Announcing 'Arcana - A Winter EP' Available to order now.
I’m so glad to announce that in just a over a weeks’ time on the 1st December, my first collection of songs for a good long while will be released into the wild!
Arcana – A Winter EP will be available as a digital download and as a limited edition CD (just 500 of them, hand-numbered) available to pre-order now or you can get hold of one at one of the upcoming UK winter tour dates with the superb double bassist/Dane/person Jasper Høiby.
A longer mull about ‘Arcana’, glass harps, life's transience and pop shields below, should you have a moment to spare.
So in January of this year, which feels like once upon a time, a very long time ago, I had an idea as I was crunching my way through a icicle-laden forest. Why not gather my favourite wintery songs - an old English ‘dream vision’ song dating from the 14th century, an ancient Gaelic hymn, a ballad sung from the point of view of a lovesick night visitor who travels through frost and snow to visit his lover (and who incidentally won’t let him through the window, in case her parents catch them…talking) and record them. My favourite carol also had to go in there, 'In the Bleak Midwinter' (serious pedigree for a hymn – I mean, music by Holst, words by Rossetti) which I arranged for the glass harp (aka singing wine glasses). It’s been so much fun re-envisaging these magical songs and especially working with my Danish music soul family - aka double bassist Jasper Høiby plus Bjarke Falgren, percussionist Jacob Smedegaard and singer Signe Trylle who all lent their fantastic talents to the project. Representing in the English corner, we have the amazing Adrian Lever hitting the Bulgarian tambura for one track too plus Swedish superhero August Wanngren on co-engineering/mixing duties. Very Euro. I also wanted to contribute a couple of my own to the festive canon: the opening and closing tracks, ‘Winter Psalm’ and ‘Love Deeper’. Winter Psalm is dedicated to my mother, who has been gone ten years this year.
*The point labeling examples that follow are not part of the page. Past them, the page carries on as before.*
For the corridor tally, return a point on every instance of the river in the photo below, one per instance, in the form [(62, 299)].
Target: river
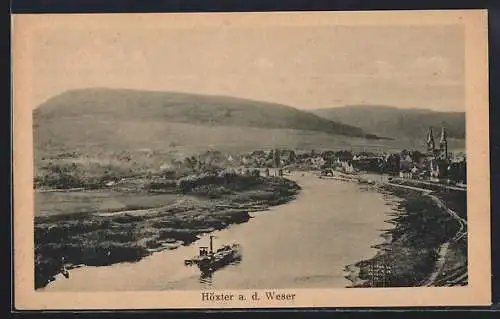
[(302, 244)]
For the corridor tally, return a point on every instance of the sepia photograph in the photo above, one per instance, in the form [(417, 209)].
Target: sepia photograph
[(234, 160)]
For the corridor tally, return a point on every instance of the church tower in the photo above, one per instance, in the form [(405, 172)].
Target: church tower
[(431, 146), (443, 145)]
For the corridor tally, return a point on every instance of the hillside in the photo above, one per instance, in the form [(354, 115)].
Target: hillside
[(395, 122), (133, 105)]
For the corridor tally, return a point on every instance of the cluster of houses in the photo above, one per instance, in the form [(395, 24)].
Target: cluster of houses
[(436, 164)]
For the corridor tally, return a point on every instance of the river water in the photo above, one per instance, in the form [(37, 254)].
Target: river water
[(302, 244)]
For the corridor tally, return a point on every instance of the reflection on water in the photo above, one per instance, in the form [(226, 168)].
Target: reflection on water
[(302, 244), (206, 278)]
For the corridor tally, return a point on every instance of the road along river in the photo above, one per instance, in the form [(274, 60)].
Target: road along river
[(305, 243)]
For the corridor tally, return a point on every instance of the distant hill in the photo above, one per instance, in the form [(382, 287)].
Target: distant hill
[(396, 122), (134, 105)]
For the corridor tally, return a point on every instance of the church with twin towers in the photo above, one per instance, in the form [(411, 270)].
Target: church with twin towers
[(439, 158)]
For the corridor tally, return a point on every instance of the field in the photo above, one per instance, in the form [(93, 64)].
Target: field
[(102, 227), (412, 248)]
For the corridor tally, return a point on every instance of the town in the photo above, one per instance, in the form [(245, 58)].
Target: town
[(435, 164)]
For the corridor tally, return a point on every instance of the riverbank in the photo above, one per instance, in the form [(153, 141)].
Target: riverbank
[(98, 239), (425, 247)]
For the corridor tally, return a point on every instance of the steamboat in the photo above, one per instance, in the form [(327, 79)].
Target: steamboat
[(210, 260)]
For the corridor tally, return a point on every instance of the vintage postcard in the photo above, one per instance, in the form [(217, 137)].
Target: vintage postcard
[(251, 160)]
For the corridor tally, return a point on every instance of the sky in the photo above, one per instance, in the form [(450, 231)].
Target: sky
[(306, 67)]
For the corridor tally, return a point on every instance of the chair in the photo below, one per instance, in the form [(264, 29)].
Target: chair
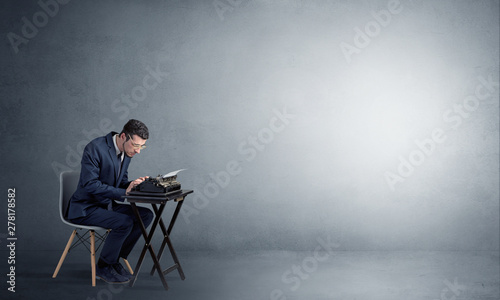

I’ve often thought that grief is not linear, but more like the moon’s rotations, some days looming large in the sky, tugging at the oceans, flooding windows with stark, lunar light, and the dead feel so close it’s as if they breathe beside you, as if you could see their breath fogging the glass. And on other days the moon is a splinter, barely detectable and the night is dark and benign. But ‘Winter Psalm’ is also an imagining of how it was to be our mother, as I find myself at the age she was when I was born. Winter as a child: fronds of ice-grass, blackbirds meditating on the bare branches like sages, the morning sky a ‘deep headstrong blue’. I know I’ll speak for some of you when I say the happy-families festive season can be tough in so many ways, for reasons large and small. To re-enter this precious moment in time was like stepping into a portal to the past, bitter-sweet. And talking of sweet, the final song, ‘Love Deeper’** is a setting of a short poem by the brilliant George Szirtes.
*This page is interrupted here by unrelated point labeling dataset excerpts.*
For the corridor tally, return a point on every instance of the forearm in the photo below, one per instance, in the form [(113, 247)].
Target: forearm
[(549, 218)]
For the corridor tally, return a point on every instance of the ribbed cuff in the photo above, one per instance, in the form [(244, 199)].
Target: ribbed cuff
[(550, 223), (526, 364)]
[Here I am smiling excitedly next to a pop shield because I figured out how to record my own stuff. Finally. This has been on the to-do list for the last 5 years. Sometimes #goals take #abloodylongtime.] George is a prolific creator and in between writing acclaimed collections of poems and winning the Man Booker prize for translation, somehow also finds time to write beautiful words, meditations, opinions and thoughts on his blog / facebook / twitter. 'Love Deeper' was written for his wife Clarissa on their wedding anniversary and I was immediately drawn to it for it’s sentiment but also because it read like the lyrics to a classic folk song, full of everyday wisdom: ‘The years grow expensive the faster they pass/And the moments are whispering all flesh is grass/ Your heart may be gold but your neck is of brass/ Love whom you love, love deeper’. I love that amidst the last minute shopping and the pulling of crackers and the feasting (totally into those last two for the record), there is that entreaty that says: cherish the ones you love, love deeper, for the fleeting moment we exist here, together. On a similar tip, I came across a poem the other day which stopped me in my tracks: ‘What the Living Do’ by Marie Howe, written for her brother John who died at the age of 28. It was this last bit that teared me up with recognition, happy-sadness, gratitude: We want the spring to come and the winter to pass. We want whoever to call or not call, a letter, a kiss—we want more and more and then more of it. But there are moments, walking, when I catch a glimpse of myself in the window glass, say, the window of the corner video store, and I’m gripped by a cherishing so deep for my own blowing hair, chapped face, and unbuttoned coat that I’m speechless: I am living. I remember you. More soon. Till then, with love, Ax ps. Track previews for Arcana coming soon.